Vanessa Kosoy 13 Nov 2021 11:20 UTC
LW: 7 AF: 5
AF
I think we might have some disagreement about degree more than about kind. I think that we are probably going to design architectures that make proving easier rather than proving things about architectures optimized only for capability, but not necessarily. Moreover, some qualitative properties are not sensitive to architecture and we can prove them about classes of architectures that include those optimized for capability. And, I think humans also belong to a useful class of agents with simple description (e.g. along the lines I described here) and you don’t need anything like a detailed model of bias. And, people do manage to prove some things about large models, e.g. this, just not enough things.

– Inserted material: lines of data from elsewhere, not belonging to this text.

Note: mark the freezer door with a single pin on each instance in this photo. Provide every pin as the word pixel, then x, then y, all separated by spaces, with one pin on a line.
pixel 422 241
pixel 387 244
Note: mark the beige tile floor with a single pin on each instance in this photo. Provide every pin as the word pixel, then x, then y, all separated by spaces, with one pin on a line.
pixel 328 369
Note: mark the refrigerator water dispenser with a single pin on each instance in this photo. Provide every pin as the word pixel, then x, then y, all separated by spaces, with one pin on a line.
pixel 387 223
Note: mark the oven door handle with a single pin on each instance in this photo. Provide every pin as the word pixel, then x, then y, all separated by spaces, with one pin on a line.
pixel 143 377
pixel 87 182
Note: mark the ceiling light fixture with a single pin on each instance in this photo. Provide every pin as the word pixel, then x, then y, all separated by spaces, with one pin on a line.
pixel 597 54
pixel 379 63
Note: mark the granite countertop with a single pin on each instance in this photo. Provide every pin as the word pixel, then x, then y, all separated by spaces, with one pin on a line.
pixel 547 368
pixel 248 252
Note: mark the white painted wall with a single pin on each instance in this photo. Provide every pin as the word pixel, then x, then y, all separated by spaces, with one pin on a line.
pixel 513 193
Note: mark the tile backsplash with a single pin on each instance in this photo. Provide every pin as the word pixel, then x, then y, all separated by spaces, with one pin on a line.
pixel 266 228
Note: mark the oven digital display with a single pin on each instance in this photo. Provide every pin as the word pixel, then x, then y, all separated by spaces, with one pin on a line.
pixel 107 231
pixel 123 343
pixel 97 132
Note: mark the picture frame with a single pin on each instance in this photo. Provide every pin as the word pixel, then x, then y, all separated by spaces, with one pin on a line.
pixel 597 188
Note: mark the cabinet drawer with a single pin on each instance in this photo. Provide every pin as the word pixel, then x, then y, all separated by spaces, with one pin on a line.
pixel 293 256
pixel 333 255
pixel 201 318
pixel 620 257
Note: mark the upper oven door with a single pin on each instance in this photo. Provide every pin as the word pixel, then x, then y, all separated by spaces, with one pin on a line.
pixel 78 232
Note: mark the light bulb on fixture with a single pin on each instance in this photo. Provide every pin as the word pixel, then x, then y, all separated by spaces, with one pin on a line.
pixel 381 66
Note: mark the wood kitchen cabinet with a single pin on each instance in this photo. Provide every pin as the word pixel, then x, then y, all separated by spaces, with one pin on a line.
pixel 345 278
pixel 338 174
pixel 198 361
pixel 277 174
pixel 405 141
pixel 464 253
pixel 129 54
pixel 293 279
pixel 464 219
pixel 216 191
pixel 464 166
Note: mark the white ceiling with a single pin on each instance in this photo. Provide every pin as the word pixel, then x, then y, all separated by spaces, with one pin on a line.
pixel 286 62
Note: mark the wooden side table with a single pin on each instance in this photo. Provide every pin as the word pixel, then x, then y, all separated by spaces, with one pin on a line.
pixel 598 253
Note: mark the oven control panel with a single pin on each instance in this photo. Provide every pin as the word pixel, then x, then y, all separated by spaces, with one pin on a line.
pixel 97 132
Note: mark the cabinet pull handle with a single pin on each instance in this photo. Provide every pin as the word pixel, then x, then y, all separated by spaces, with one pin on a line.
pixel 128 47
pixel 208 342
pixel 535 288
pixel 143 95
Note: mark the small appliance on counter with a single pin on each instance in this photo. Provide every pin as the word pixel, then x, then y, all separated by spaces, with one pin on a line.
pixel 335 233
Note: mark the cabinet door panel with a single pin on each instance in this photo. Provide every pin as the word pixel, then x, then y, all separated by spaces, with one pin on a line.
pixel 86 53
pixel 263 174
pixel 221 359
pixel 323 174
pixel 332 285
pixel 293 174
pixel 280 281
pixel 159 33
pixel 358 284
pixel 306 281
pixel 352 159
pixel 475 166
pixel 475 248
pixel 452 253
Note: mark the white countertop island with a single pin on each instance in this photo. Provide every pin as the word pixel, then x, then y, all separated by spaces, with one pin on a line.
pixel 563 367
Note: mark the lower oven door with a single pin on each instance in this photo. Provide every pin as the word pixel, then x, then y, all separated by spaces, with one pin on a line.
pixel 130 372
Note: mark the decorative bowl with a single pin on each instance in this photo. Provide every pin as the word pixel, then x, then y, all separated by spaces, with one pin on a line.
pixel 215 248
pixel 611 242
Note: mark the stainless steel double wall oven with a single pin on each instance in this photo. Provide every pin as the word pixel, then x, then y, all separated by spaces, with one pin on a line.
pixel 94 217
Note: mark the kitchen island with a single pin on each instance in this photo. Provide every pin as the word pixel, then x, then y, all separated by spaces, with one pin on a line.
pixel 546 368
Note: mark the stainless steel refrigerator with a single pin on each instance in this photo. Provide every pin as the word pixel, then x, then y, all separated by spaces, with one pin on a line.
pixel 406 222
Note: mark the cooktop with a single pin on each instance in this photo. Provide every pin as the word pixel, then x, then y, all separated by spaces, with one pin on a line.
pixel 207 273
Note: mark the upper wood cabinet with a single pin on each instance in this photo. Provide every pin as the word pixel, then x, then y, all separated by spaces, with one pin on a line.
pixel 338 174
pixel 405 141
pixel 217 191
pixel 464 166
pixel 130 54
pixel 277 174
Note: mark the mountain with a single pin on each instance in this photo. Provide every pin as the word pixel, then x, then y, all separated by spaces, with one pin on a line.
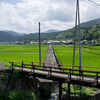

And, some of the proofs might be produced by the system itself in runtime (e.g. the system will have a trustworthy/rigorous part and an untrustworthy/heuristic part and the rigorous part will make sure the heuristic part is proving the safety of its proposals before they are implemented).

I think the pipeline of success looks something like theoretical models ⇒ phenomenological models (i.e. models informed by a combination of theory and experiment) ⇒ security-mindset engineering (i.e. engineering that keeps track of the differences between models and reality and makes sure they are suitably bounded / irrelevant) ⇒ plethora of security-mindset testing methods, including but not limited to formal verification (i.e. aiming for fool-proof test coverage while also making sure that, modulo previous tests, each test involves using the system in safe ways even if it has bugs). And ofc it’s not a pure waterfall, there is feedback from each stage to previous stages.